Because this is fairly basic stuff, for feck's sake. The kind of thing they can do in most European cities - bloke in hat, band, big stage, hot-dogs - without it becoming the sort of months long, national crisis that has afflicted us ever since Garth Brooks announced he wanted to sing a few songs here. A move that has plunged this nation into the kind of crises, recrimination, fear and loathing normally seen in other countries after they lose a major war. How did Garth in Croker become our Vietnam?

Well, we've had the traditional piss-up/brewery brouhaha. Not what comes next? Oh yeah! The Blame Game!

Is it the promoters, who banked on City Council not defying the will of the people? The residents around Croke Park, who can put up with 40,000 Dub football supporters every Sunday but not Five Nights of A Dude In A Hat Shouting "Howdy Dublin!"?

Or is it the city fathers - those fiends in high places - who have ruled that it would be Cruel & Unusual Punishment - the creation of a Country n'Western Guantanamo Bay - to force them to do so?

The news that only three of the planned (and already sold out!) five Garth Brooks gigs in Croke Park this summer have been granted planning permission broke over our poor, benighted nation like a thunderclap this morning.
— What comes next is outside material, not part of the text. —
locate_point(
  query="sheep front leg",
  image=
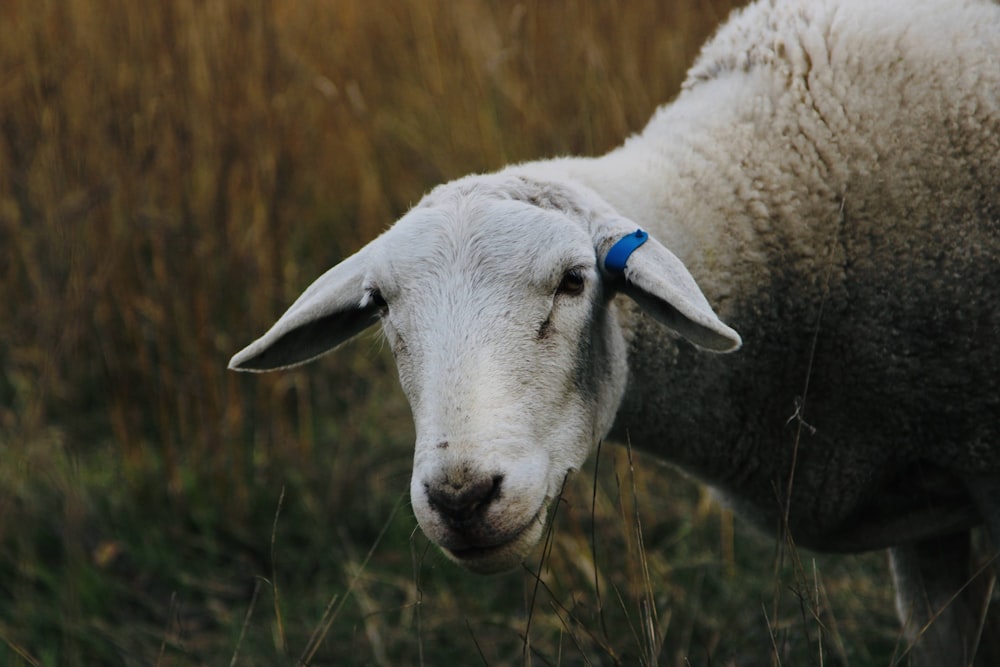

In homes all over our island, fathers, pale with suffering and emotion, switched off the valve radio, turned to look into the still-innocent, trusting faces of their children, and solemnly announced; "Well that's It. We're f***d".

Add it to the Roll of National heartbreak. Write it in the blood of those cruelly denied the chance to march through our glorious capital city, to follow in the footsteps of the great patriots like Pearse, Connolly and Limerick-Junction, wearing a pink spangly stetson and stuffing a chicken-fillet roll into their gobs. Play The Summer of '69 low in Coppers tonight, for there is no joy left on this island.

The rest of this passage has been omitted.